Query Suite Definition¶

The source defines the workload once in QUERY_DEFS. For ArcadeDB SQL, SQLite, and DuckDB, the exact SQL below is executed as written. PostgreSQL runs the same logical queries after applying translate_sql_for_postgresql(), which mechanically quotes identifiers such as User, Post, Id, and Count.

Exact SQL Queries¶

Q1. Post Type Counts¶

SELECT PostTypeId, count(*) as count
FROM Post
GROUP BY PostTypeId
ORDER BY PostTypeId

Q2. Top Users By Reputation¶

SELECT Id, DisplayName, Reputation
FROM User
WHERE Reputation IS NOT NULL
ORDER BY Reputation DESC, Id ASC
LIMIT 10

Q3. Top Questions By Score¶

SELECT Id, Score, ViewCount
FROM Post
WHERE PostTypeId = 1
ORDER BY Score DESC, Id ASC
LIMIT 10

Q4. Top Answers By Score¶

SELECT Id, Score
FROM Post
WHERE PostTypeId = 2
ORDER BY Score DESC, Id ASC
LIMIT 10

Q5. Most Commented Posts¶

SELECT PostId, count(*) as comment_count
FROM Comment
GROUP BY PostId
ORDER BY comment_count DESC, PostId ASC
LIMIT 10

Q6. Votes By Type¶

SELECT VoteTypeId, count(*) as count
FROM Vote
GROUP BY VoteTypeId
ORDER BY VoteTypeId

Q7. Top Badges¶

SELECT Name, count(*) as count
FROM Badge
GROUP BY Name
ORDER BY count DESC, Name ASC
LIMIT 10

Q8. PostLinks By Type¶

SELECT LinkTypeId, count(*) as count
FROM PostLink
GROUP BY LinkTypeId
ORDER BY LinkTypeId

Q9. PostHistory By Type¶

SELECT PostHistoryTypeId, count(*) as count
FROM PostHistory
GROUP BY PostHistoryTypeId
ORDER BY PostHistoryTypeId

Q10. Top Tags By Count¶

SELECT TagName, Count
FROM Tag
ORDER BY Count DESC, TagName ASC
LIMIT 10

PostgreSQL Translation Rule¶

The PostgreSQL runner does not define a separate query suite.

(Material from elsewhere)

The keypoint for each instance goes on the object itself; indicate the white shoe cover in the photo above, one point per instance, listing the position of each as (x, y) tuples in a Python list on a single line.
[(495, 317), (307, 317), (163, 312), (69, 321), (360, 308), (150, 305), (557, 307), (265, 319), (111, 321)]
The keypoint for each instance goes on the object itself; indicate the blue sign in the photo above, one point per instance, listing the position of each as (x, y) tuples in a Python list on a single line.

It rewrites the exact SQL above by quoting a fixed identifier list. In source, the translation rule is:

translated = re.sub(pattern, quote_ident_pg(ident), translated)

with the identifiers:

User
Post
Comment
Badge
Vote
PostLink
Tag
PostHistory
Id
Reputation
CreationDate
DisplayName
PostTypeId
Score
ViewCount
PostId
VoteTypeId
Name
LinkTypeId
PostHistoryTypeId
TagName
Count

That means the benchmark intent stays identical across engines, while PostgreSQL gets reserved-word-safe SQL.

Load And Index Notes¶

The benchmark measures query execution, but the setup path still matters for context.

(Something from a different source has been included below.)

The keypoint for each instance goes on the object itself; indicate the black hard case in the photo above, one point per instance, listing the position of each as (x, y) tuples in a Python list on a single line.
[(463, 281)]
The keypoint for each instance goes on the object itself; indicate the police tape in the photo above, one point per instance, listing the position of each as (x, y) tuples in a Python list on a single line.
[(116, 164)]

ArcadeDB loads documents through async SQL inserts.
SQLite uses batched inserts.
DuckDB bulk-loads CSV via COPY.
PostgreSQL bulk-loads CSV via COPY ... FROM STDIN.
After load, all engines build Id indexes for the benchmark tables.

Result Notes¶

--query-runs controls how many measured executions happen per query.
--query-order fixed preserves the source order above.
--query-order shuffled randomizes query order between runs.
Query latency should be interpreted together with the repeated-run policy and query order.